I have always heard of this sort of thing happening to other people, but I always thought it was impossible! How does one forget that they are carrying eggs in their pockets? To end up with scrambled eggs in your pockets is an impossible offense, I've always thought....
Until yesterday! I finally got my first "scrambled egg in a pocket". I was mortified!  How could I forget that I had an egg in my pocket? Why, oh why did my chicken have to lay her egg in the run? If she had laid it in her nest box, I wouldn't have ended up with a pocketful of scrambled egg and shells. The instant it broke, I panicked as I realized what was happening.
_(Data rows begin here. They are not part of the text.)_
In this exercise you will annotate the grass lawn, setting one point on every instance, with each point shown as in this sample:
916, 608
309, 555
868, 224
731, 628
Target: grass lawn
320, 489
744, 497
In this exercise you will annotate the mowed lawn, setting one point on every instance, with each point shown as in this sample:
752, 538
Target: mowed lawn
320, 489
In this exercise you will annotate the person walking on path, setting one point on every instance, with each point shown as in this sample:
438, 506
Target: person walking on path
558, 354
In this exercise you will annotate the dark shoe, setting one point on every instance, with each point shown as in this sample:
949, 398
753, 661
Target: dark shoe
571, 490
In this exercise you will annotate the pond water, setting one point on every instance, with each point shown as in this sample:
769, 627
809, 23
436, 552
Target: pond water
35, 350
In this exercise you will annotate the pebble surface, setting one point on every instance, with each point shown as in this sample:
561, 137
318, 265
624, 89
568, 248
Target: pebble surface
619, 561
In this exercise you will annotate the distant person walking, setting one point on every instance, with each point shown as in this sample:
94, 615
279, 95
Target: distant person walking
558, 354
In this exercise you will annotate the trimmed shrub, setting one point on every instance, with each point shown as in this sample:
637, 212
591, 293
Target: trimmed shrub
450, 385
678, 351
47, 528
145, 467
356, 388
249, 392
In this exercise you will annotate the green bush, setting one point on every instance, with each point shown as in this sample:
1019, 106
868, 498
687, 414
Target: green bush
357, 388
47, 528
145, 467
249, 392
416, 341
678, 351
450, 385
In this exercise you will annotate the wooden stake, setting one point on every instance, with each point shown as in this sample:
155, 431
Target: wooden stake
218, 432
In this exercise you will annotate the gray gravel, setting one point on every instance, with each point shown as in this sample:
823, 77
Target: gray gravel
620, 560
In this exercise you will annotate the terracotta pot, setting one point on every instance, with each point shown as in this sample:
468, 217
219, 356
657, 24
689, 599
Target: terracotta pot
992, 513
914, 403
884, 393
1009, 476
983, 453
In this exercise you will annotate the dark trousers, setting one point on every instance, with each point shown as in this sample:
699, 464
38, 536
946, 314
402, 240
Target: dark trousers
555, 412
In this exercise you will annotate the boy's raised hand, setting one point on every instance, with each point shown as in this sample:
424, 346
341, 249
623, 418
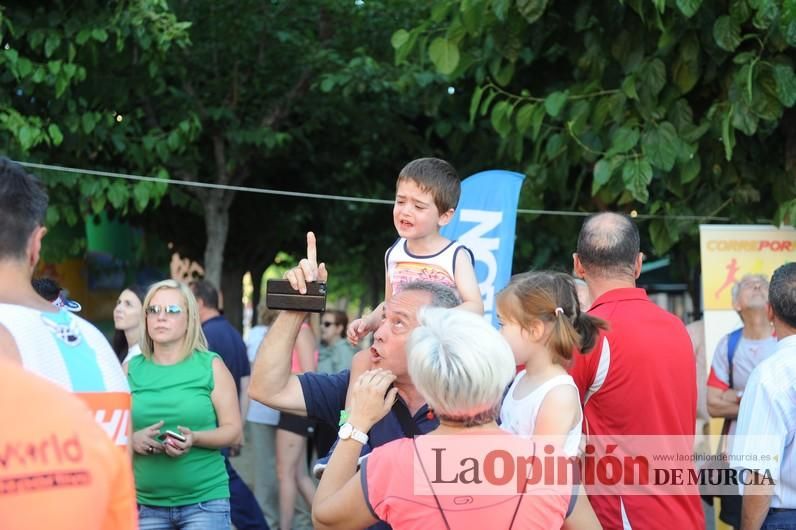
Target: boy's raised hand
308, 269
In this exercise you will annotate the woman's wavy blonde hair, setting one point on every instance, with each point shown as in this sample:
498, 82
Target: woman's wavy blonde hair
194, 337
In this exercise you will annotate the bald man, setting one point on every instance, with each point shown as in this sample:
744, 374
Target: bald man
641, 378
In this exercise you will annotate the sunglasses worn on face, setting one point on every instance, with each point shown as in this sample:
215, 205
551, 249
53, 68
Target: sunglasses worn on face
171, 309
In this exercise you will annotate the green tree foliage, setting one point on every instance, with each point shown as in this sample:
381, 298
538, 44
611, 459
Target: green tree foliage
670, 108
66, 74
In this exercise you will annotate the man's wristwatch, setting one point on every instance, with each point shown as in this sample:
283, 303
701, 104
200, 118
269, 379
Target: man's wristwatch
348, 431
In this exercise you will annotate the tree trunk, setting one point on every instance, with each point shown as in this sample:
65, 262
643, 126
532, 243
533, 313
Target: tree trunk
257, 286
232, 287
216, 208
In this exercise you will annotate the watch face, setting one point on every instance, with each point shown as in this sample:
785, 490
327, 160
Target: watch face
345, 431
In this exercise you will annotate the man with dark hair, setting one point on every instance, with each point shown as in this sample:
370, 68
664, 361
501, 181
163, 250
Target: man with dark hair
47, 340
767, 419
224, 340
322, 396
640, 379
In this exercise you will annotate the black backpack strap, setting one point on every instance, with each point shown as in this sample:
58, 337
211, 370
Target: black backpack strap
404, 417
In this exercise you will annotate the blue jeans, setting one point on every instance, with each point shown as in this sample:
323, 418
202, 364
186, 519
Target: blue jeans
208, 515
780, 520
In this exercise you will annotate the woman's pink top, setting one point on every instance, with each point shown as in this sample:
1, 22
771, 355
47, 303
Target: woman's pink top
295, 366
388, 481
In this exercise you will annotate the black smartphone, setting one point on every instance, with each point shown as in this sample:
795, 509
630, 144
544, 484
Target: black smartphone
280, 295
It was surely just as embarrassing as one who accidentally pees themselves, at least for me! My sister was with me, and said that the look on my face was priceless. 
Moral of the story: Scrambled eggs in a pocket _*is*_ possible!!


----------



## Apyl (Jun 20, 2012)

lol I put eggs in my pockets during the winter, luckily no broken eggs in the pocket yet but I have bent over and a few fell out before .


----------



## jennifer (May 14, 2013)

Funny! I put one in my jacket pocket... Came in and threw my jacket on the table. I put the jacket on the next day and yuck!!!!heehee


----------



## ReTIRED (Mar 28, 2013)

*Yep. *Been there....done that.
NOT the BEST "chicken-raising" experience *!
Ha-Ha !
*-ReTIRED-


----------



## fuzziebutt (Aug 7, 2012)

Yeah, it was all the HEN's fault...


----------



## Wazza (Aug 19, 2012)

Haha I passed a couple of eggs I'd just picked up over the fence to a neighbour who put them in his top pocket and leaned on his rake and broke one. That was going to be his dinner that evening!


----------



## aacre (May 5, 2013)

fuzziebutt said:


> Yeah, it was all the HEN's fault...


Yes it WAS the hen's fault!


----------